Durante duas décadas após a morte de Bob Moog em 2005, o rastro documental do seu trabalho real de engenharia permaneceu guardado dentro de uma empresa, não num museu. A Moog Music mantinha caixas com seus esquemas, protótipos e arquivos internos como simples propriedade corporativa, o tipo de material que acaba empilhado num armazém e esquecido entre trocas de proprietário. Isso mudou esta semana: a inMusic, controladora da Moog Music, transferiu 4.489 desses itens para a organização sem fins lucrativos Bob Moog Foundation.

O que realmente contém esta doação?

Não é uma caixa de fotos antigas. O lote inclui esquemas de circuitos desenhados à mão para sintetizadores que nunca chegaram a ser fabricados, protótipos funcionais, documentação de engenharia e assistência técnica dos anos em que Moog dirigia a empresa, e cartas pessoais. Para os historiadores do sintetizador, os protótipos e esquemas inéditos são a verdadeira joia: mostram caminhos abandonados e experiências que nunca viraram produto, o elo entre o Moog modular e tudo o que veio depois.

Por que uma empresa doaria isso de graça?

A inMusic não devia isso a ninguém. O material era inteiramente seu e podia ficar guardado indefinidamente. Entregá-lo a uma organização independente significa abrir mão do controle de documentos que tocam na própria história de design da empresa, justamente quando esquemas originais valem caro no mercado de clones e reedições.

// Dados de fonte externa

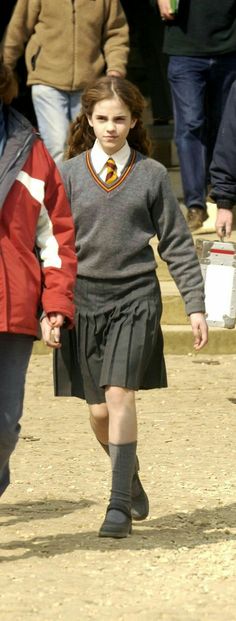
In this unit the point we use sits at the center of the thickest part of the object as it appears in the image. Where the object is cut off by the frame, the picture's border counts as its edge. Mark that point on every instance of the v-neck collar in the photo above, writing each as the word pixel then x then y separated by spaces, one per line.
pixel 115 184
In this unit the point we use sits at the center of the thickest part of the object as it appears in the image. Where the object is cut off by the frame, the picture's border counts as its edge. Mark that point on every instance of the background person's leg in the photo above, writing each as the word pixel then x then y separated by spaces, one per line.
pixel 221 77
pixel 188 78
pixel 52 110
pixel 75 104
pixel 15 351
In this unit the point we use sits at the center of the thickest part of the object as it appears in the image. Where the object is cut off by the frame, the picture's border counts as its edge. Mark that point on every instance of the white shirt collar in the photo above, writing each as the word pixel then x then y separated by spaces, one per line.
pixel 99 157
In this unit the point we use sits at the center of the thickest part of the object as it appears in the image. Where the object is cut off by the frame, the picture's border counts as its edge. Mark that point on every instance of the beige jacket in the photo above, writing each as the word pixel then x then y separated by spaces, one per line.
pixel 68 42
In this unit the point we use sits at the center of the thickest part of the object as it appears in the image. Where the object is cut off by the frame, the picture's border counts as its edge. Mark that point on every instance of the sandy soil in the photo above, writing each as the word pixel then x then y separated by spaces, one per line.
pixel 178 565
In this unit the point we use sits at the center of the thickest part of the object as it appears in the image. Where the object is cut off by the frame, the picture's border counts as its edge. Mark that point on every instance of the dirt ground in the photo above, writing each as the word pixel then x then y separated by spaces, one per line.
pixel 178 565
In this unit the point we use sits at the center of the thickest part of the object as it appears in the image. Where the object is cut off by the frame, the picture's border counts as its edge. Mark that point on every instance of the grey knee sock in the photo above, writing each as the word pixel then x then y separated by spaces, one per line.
pixel 123 458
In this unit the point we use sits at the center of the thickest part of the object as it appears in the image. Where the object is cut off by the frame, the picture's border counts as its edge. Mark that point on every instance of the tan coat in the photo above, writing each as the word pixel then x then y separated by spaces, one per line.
pixel 68 42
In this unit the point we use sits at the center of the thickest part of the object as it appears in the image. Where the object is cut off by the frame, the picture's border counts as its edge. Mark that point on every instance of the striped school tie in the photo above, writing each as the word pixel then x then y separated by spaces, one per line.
pixel 111 171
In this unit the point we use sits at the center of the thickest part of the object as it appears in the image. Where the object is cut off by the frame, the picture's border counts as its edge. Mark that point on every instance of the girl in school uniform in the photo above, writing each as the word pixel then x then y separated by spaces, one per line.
pixel 121 198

"Esta coleção conta a história de um gênio em ação, não apenas uma linha de produtos", declarou Michelle Moog-Koussa, diretora executiva da Fundação e filha de Bob Moog.

O que acontece com tudo isso agora?

A Fundação, que Moog-Koussa dirige desde 2005 principalmente com doações de família e colecionadores particulares, agora precisa catalogar e digitalizar milhares de novos itens antes que se tornem realmente acessíveis. Isso não é gratuito nem imediato. Mas, uma vez feito, será a primeira vez que o verdadeiro processo de engenharia de Moog, não apenas seus instrumentos finalizados, estará disponível a pesquisadores fora da empresa que carrega o seu nome.